A câmera se desgruda de Bacurau e segue os motoqueiros, que estão com um grupo de norte-americanos em uma casa igualmente no meio do nada. São eles os responsáveis por todas os infortúnios quando estão criando um caos gradativo para gerar pânico e, assim, matar todos os habitantes de Bacurau. A cena é grotesca pelos absurdos que são jogados na mesa: os americanos estão em uma missão, garantindo pontos por cada pessoa assassinada. Tudo soa ainda pior quando há dois brasileiros ajudando a empreitada, encabeçada por uma figura misteriosa que fala nos pontos nos ouvidos dos "caçadores" gringos.

Os brasileiros informam que estão ajudando os americanos porque são do sul do país, a região rica e imigrante. "Nós somos quase como vocês", diz um deles, para a gargalhada dos estrangeiros, que dizem que ambos não são brancos. O estudo da xenofobia não poderia ser mais direto: tanto os "opressores" quanto os "oprimidos" (que bizarramente auxiliam os "opressores") tratam o nordestino como animais para o abate, seres sub-humanos que podem ser exterminados como divertimento.

A partir daqui, "Bacurau", que vinha sendo um drama, abocanha elementos do suspense e terror, principalmente dos slashers - os filmes com assassinos sanguinários caçando suas vítimas. Com a sacada da pontuação por morte, transformando o macabro em um jogo, conseguimos lembrar desde "O Albergue" (2005) até "A Deusa da Vingança" (2016). E, é claro, quando os peões são pontos no tabuleiro, "Bacurau" é um faroeste legítimo, alucinante e que faz qualquer um pular da cadeira.

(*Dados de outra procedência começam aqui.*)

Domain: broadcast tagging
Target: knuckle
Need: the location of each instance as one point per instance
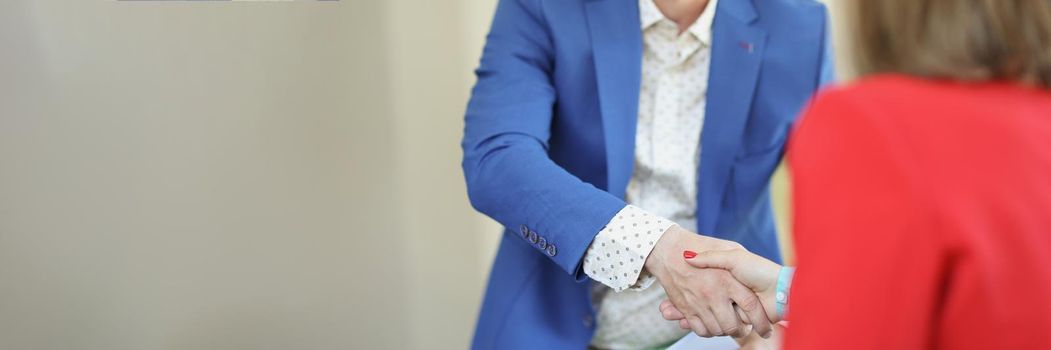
(748, 303)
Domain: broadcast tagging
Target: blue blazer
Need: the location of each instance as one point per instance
(550, 136)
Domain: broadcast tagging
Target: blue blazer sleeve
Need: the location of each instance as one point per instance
(827, 65)
(510, 177)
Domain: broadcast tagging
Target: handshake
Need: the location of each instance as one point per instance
(715, 287)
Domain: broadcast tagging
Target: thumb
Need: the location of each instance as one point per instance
(726, 260)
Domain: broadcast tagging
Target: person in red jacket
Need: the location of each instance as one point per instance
(922, 191)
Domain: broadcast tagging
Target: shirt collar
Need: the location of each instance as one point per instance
(650, 15)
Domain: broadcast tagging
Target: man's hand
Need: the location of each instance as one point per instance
(706, 297)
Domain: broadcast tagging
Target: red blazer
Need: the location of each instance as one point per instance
(923, 218)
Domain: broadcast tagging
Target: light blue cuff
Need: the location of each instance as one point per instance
(781, 293)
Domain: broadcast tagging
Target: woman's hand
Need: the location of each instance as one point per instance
(754, 271)
(706, 296)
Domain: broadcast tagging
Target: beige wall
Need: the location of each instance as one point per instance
(238, 176)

O tratamento é bem binarista: Dornelles e KMF não estão aqui para tecer complexos aparatos psicológicos para seus personagens enquanto indivíduos com diferentes antecedentes. Os gringos são ruins, os habitantes de Bacurau são vítimas, e é assim mesmo, preto no branco. O que sustenta - com folga - essa dicotomia é tanto o cuidado do roteiro ao expor seus acontecimentos quanto o contexto histórico e social que "Bacurau" encontra em seu lançamento. Nada é gratuito.

A prova da falta de gratuidades é a pluralidade do povo de Bacurau: tem desde médicos e prostitutas até assassinos de aluguel e rebeldes renegados. Em algum momento, todos possuem diferenças que os fazem lutar entre si mesmo, como facções dentro do vilarejo, contudo, diante do perigo externo, a rabugenta Domingas de Sônia Braga (perfeita) e o cangaceiro não-binário de Silvero Pereira (mais perfeito ainda) sentam no mesmo lado da trincheira.

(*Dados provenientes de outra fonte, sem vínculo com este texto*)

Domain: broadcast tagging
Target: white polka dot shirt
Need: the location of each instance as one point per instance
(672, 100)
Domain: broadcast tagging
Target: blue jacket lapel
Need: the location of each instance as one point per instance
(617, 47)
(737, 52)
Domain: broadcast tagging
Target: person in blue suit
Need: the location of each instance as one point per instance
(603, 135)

O filme ressignifica o cangaço enquanto unidade disposta a lutar contra o medo. O avanço da tropa gringa é recebido com preparação, e é milagroso ver o local escolhido para refugiar o povo de Bacurau: é a escola que garante a proteção de todos. O simbolismo alegórico mais uma vez dá um tapa na cara quando escolhe estrategicamente suas interpretações quanto ao real, e Bacurau pode ser fictícia, mas é governada por um prefeito inútil que controla desde a liberdade quanto os recursos, dados em muitas vezes de maneira precária. Não poderia ser mais verdadeiro.

"Bacurau" está lado a lado do que, sem modéstias, chamo de "Santíssima Trindade do cinema nacional moderno": "Que Horas Ela Volta?" (2015) de Anna Muylaerte e "Divino Amor" (2019) do também nordestino Gabriel Mascaro. Os três, cada um com sua abordagem, estudam, criticam e expõem os impropérios e desigualdades do nosso país de maneira igualmente brilhante e extremamente necessárias enquanto caminhamos para uma realidade que parece ter a cultura como elemento desimportante. Juntos, as três obras-primas tupiniquins não apenas comprovam a qualidade do nosso cinema como evocam o espírito de mudanças nesse país tão plural e que tem tanto a melhorar.

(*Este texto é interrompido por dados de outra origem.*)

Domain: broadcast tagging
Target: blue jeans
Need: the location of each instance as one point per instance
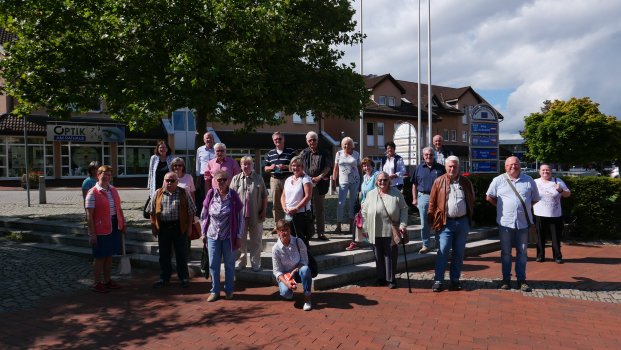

Se o povo de Bacurau, o vilarejo, dá o sangue para manter sua identidade viva contra quaisquer ameaças, "Bacurau", o filme, é uma dádiva que levanta a mão e grita "o cinema nacional resiste". E mais ainda: o cinema nordestino - que parece ser o polo principal da indústria contemporânea brasileira. Pondo seu local geográfico no protagonismo, é a terra que faz brotar o mandacaru que sabe onde estão os valores mais importantes de uma sociedade, e que não tem medo de descer a peixeira em quem tenta oprimi-la ou apagá-la. No faroeste psicodélico e distópico de "Bacurau", o Nordeste não vai pensar duas vezes antes de cair na capoeira, então não se meta.